When discussing TTFX and latency we often talk about which compiled methods of a package may have been invalidated once another package was loaded. But to find invalidations this way you have to have the “right invalidator” handy which actually defines subtypes or new methods that throw a wrench into the compiled code. You may not be aware that some code of yours is vulnerable just because you haven’t invalidated it yet.
As far as I know the main reasons for invalidation are world splitting, where compiled code is optimized given a small amount of applicable types in the world. Or the definition of new methods for existing functions where before there was only a small possible number.
So what I’m wondering is if there’s a way to query the compile cache of a package somehow which functions were compiled with each of those rules being in effect. This would mean being able to compute some kind of score how likely a package would be to be invalidated. Ideally, one could group the compiled methods by supertypes which would be vulnerable, and one could sort by highest impact.
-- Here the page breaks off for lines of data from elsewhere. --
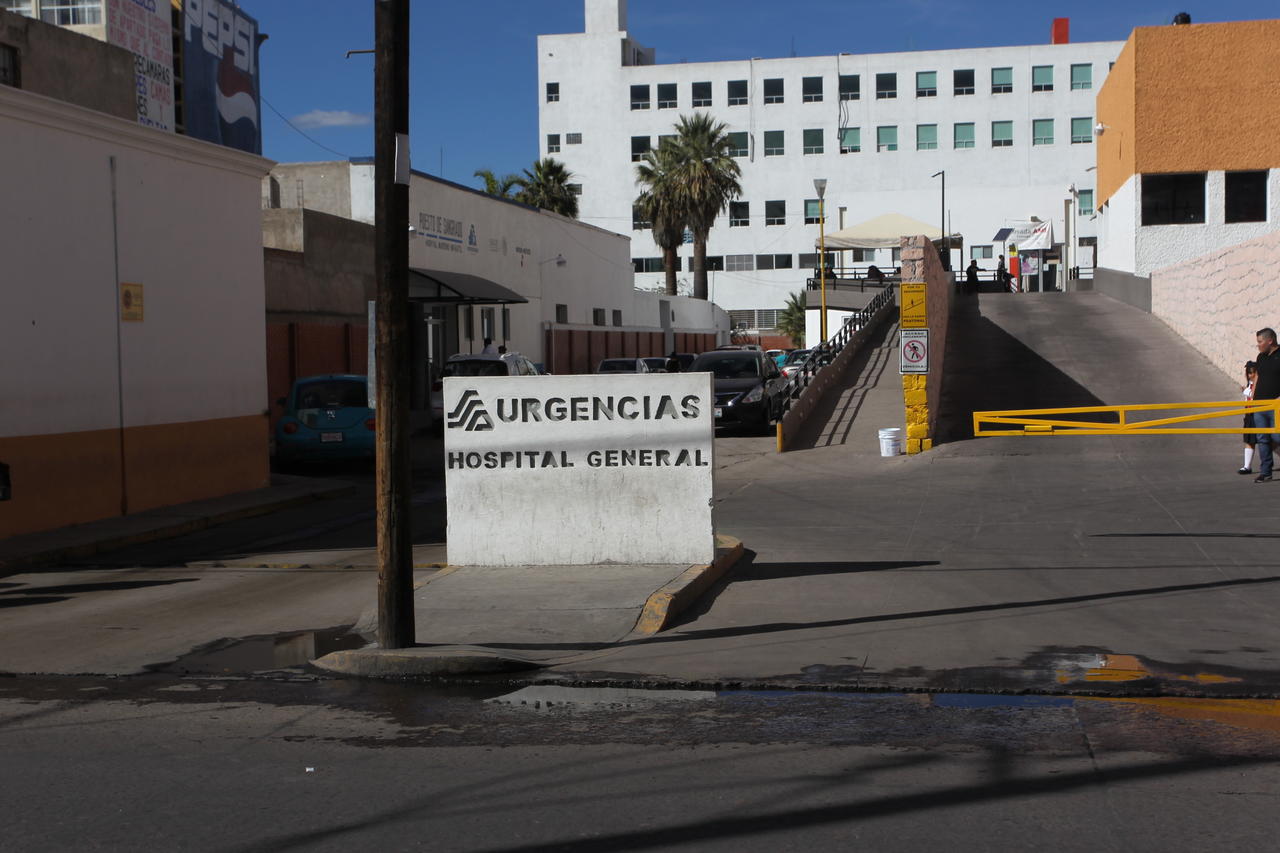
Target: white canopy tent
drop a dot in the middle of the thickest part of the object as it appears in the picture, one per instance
(885, 232)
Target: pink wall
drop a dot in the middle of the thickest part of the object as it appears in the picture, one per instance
(1217, 301)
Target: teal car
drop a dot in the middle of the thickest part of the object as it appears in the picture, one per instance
(325, 418)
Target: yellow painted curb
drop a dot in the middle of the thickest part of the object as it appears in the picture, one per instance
(668, 602)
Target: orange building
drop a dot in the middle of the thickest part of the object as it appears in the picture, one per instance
(1188, 146)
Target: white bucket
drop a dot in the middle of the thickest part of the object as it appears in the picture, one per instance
(891, 441)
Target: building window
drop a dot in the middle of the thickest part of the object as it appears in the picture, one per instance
(1042, 131)
(1246, 196)
(1084, 203)
(639, 146)
(775, 144)
(1042, 78)
(850, 140)
(1082, 76)
(9, 74)
(72, 13)
(1001, 135)
(1173, 199)
(813, 141)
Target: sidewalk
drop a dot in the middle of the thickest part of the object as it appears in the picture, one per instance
(49, 547)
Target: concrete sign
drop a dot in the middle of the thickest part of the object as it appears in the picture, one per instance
(577, 470)
(913, 351)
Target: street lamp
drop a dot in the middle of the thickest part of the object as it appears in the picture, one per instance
(946, 238)
(819, 186)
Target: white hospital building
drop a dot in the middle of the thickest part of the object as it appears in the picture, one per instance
(1013, 128)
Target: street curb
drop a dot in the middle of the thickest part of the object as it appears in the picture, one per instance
(419, 662)
(164, 528)
(667, 603)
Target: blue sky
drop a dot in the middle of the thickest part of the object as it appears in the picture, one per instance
(474, 73)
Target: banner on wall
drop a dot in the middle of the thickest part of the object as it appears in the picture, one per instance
(144, 28)
(222, 99)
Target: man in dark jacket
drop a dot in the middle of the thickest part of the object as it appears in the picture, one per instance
(1267, 387)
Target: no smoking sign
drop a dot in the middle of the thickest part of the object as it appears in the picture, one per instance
(913, 351)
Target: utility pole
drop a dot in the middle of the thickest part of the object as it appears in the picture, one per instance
(391, 220)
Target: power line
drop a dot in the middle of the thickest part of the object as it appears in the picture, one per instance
(344, 156)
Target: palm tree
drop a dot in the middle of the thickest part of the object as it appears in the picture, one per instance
(659, 204)
(548, 187)
(791, 320)
(496, 186)
(708, 181)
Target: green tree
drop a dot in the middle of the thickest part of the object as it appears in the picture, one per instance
(791, 320)
(708, 178)
(547, 187)
(659, 204)
(496, 186)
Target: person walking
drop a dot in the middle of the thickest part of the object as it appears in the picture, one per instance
(1251, 439)
(1266, 387)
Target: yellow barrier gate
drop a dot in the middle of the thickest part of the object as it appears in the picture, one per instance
(1074, 422)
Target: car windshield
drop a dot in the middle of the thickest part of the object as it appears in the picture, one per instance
(739, 368)
(333, 393)
(475, 368)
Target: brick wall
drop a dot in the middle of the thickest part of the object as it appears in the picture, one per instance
(920, 392)
(1217, 301)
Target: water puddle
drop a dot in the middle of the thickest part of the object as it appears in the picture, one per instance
(289, 651)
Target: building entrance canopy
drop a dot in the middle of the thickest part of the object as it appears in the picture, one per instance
(437, 286)
(885, 232)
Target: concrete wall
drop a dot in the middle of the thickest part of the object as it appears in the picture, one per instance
(69, 67)
(1217, 301)
(922, 392)
(105, 416)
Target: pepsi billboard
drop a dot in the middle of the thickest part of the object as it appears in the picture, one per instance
(220, 83)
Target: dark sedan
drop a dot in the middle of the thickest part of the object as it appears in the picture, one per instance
(748, 386)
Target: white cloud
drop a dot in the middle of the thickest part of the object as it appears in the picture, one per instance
(330, 118)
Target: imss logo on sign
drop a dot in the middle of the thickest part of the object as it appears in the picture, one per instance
(553, 470)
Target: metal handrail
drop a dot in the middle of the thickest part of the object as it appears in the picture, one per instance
(827, 351)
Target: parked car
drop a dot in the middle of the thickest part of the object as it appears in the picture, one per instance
(748, 386)
(325, 418)
(657, 364)
(472, 364)
(622, 365)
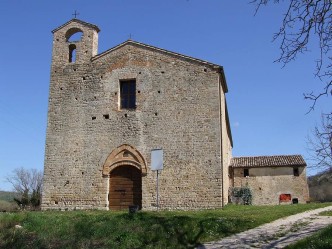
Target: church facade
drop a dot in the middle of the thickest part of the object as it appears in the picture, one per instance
(108, 111)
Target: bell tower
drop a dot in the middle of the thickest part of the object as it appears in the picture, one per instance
(74, 42)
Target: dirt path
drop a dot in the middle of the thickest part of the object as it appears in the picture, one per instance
(276, 234)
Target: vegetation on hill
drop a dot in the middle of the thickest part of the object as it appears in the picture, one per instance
(7, 202)
(320, 186)
(320, 240)
(104, 229)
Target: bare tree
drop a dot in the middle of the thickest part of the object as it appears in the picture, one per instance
(320, 144)
(306, 23)
(27, 184)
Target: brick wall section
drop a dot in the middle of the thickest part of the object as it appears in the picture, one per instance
(178, 110)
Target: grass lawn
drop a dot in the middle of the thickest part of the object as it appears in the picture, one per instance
(320, 240)
(105, 229)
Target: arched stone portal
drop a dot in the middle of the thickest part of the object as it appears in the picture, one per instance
(125, 167)
(125, 188)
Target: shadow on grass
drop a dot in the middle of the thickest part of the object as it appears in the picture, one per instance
(122, 230)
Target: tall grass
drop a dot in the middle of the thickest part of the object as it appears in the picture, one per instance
(102, 229)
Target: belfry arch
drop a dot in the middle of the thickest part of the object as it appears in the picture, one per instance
(124, 167)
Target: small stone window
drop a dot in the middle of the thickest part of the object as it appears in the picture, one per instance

For example I imagine something like “this package compiled 53 methods under the assumption that AbstractString has only subtypes String and SubString and is therefore prone to invalidation through definition of another subtype for AbstractString.”
With such information the fight against latency and invalidation would be much more doable because you wouldn’t have to wait for problems to crop up, you could proactively analyze what kind of problems you can expect. If such a report returns no problems you can be sure you’re fine. Or if the vulnerable supertypes are your own but you don’t intend for anybody to add more subtypes, you can also ignore that.